Experience of Autistic Burnout

I am currently in the stage of slow progress and have learnt that pushing beyond limits makes things worse. I have also read warnings about not restarting things when a little progress has been made.

I have resolved myself to allowing enough time to recover before returning to work. However work have now started regular reviews. I have said this may take a while. Their policy is that more contact means people return sooner. I also don't think they get the difference between ordinary stress and autistic burnout.

I would be interested in other people's experiences.

  • You're not alone - this is super common. From what people share (especially on Reddit's autism subs), slow recovery from burnout is the norm, not the exception. Pushing back in too soon? Yes, it backfires - people say it resets progress, makes shutdowns worse, or leads to quitting altogether.

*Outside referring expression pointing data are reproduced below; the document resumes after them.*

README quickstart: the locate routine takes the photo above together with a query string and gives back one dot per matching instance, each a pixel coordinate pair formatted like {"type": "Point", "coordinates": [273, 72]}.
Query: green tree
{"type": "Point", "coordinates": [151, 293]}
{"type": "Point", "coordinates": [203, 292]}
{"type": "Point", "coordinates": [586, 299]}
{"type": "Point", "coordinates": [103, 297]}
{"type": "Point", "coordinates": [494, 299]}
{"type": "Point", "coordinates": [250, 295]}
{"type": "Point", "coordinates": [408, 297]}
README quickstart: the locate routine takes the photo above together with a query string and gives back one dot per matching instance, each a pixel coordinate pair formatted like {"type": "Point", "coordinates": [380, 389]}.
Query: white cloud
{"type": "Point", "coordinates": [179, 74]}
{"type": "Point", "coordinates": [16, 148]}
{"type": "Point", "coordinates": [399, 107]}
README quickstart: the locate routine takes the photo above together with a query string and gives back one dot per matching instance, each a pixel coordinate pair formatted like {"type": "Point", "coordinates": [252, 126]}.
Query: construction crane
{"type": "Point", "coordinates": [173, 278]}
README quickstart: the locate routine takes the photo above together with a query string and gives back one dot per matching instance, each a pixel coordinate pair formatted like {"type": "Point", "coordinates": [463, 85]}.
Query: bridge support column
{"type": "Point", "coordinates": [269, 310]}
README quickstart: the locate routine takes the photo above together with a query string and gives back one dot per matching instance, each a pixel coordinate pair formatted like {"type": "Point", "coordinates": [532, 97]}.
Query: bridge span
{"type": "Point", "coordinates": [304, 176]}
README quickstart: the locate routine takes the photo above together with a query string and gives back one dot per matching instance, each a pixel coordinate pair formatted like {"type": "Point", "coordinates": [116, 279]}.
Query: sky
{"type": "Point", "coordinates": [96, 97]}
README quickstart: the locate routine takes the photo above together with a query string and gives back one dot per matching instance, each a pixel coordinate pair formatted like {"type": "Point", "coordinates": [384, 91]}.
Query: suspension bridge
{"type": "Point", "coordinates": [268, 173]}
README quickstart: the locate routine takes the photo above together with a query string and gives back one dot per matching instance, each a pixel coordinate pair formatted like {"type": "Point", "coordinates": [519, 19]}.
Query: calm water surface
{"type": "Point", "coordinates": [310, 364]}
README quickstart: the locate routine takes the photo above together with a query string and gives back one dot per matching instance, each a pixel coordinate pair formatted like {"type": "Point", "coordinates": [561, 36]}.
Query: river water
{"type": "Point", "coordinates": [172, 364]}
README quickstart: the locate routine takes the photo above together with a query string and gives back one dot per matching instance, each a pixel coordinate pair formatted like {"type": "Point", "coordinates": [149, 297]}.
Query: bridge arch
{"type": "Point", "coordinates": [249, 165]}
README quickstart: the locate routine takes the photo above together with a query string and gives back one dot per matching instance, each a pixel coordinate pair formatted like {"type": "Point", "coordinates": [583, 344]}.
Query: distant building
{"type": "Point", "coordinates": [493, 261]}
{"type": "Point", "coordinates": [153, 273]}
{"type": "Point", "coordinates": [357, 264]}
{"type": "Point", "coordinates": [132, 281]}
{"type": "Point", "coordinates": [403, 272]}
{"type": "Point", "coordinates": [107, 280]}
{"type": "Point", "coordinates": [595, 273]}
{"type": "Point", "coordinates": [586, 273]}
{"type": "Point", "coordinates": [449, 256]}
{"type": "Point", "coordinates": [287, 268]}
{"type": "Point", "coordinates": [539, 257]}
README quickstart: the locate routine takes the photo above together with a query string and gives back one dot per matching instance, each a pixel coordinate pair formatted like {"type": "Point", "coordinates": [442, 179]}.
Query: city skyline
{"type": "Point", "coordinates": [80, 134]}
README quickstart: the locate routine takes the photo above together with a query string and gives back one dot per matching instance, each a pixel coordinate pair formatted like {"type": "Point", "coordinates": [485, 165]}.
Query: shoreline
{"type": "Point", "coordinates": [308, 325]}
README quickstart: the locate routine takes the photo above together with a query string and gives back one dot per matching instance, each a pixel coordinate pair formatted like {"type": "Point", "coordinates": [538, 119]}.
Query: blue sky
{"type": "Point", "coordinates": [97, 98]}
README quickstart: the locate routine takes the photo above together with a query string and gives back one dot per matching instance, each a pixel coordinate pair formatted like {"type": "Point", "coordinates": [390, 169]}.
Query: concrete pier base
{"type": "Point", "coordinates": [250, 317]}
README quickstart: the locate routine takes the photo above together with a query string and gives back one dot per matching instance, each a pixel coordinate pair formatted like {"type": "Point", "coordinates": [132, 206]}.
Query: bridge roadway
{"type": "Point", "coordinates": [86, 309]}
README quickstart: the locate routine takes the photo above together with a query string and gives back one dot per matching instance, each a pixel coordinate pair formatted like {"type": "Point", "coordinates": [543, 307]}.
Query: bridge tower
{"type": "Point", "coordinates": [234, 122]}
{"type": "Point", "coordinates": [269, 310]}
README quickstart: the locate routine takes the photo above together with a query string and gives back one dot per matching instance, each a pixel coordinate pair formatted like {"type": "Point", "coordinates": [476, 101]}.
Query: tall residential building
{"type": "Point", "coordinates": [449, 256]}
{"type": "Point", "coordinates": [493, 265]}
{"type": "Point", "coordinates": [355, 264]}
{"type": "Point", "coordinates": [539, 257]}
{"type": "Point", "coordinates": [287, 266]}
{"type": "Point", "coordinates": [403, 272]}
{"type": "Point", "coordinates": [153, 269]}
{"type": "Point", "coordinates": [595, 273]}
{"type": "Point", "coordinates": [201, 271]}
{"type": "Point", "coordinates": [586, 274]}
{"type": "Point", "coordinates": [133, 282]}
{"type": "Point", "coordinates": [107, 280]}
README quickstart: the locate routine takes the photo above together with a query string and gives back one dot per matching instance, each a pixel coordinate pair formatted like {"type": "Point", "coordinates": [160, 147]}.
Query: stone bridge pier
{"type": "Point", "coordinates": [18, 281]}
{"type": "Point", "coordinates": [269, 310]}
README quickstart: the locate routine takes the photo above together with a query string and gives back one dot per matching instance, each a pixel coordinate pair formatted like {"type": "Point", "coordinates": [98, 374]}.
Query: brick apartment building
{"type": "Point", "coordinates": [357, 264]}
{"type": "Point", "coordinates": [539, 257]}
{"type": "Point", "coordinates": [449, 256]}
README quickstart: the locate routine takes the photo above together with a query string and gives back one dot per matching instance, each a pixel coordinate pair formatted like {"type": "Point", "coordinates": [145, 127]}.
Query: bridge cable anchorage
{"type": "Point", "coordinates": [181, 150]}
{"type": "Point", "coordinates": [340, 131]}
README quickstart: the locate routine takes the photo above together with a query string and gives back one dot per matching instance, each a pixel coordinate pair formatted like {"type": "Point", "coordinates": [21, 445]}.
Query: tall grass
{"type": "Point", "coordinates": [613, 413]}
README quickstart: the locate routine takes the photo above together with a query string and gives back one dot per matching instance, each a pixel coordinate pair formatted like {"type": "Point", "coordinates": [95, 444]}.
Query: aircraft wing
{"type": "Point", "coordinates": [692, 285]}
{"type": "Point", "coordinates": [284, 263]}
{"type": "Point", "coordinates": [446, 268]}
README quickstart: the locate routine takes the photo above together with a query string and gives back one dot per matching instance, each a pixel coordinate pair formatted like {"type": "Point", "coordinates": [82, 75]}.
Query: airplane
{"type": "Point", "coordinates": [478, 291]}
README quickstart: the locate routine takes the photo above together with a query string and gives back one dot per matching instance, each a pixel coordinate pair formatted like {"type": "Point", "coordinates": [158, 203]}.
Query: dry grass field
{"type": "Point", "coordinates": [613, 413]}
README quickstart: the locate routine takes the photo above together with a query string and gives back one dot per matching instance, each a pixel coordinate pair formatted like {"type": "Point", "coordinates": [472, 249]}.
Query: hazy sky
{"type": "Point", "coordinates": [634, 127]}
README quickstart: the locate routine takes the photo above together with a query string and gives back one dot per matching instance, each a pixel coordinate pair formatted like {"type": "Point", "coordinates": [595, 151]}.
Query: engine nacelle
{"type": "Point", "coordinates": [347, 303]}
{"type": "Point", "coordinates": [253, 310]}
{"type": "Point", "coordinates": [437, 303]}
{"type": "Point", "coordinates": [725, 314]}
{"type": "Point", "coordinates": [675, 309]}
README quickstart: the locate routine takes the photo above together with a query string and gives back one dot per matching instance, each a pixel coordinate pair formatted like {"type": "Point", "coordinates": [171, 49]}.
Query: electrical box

    One woman took a year and a half off, returned remote, and still needed months to "unmask" properly. Another hit daily overload even after returning - said the job itself was the trigger. UK experiences? Occupational Health assessments often miss the nuance: they treat it like "ordinary stress," push phased returns or "more contact" to "motivate," but ignore how sensory overload or masking drains us differently.

    Your line - "this may take a while" - is spot-on. If they're ignoring it, gently remind: "Burnout isn't stress; it's neurological exhaustion. I need real recovery time, not pressure." Ask for written adjustments (reduced hours, no reviews till you're ready, WFH). If they won't budge, union or ACAS might help - many say that's what saved their job.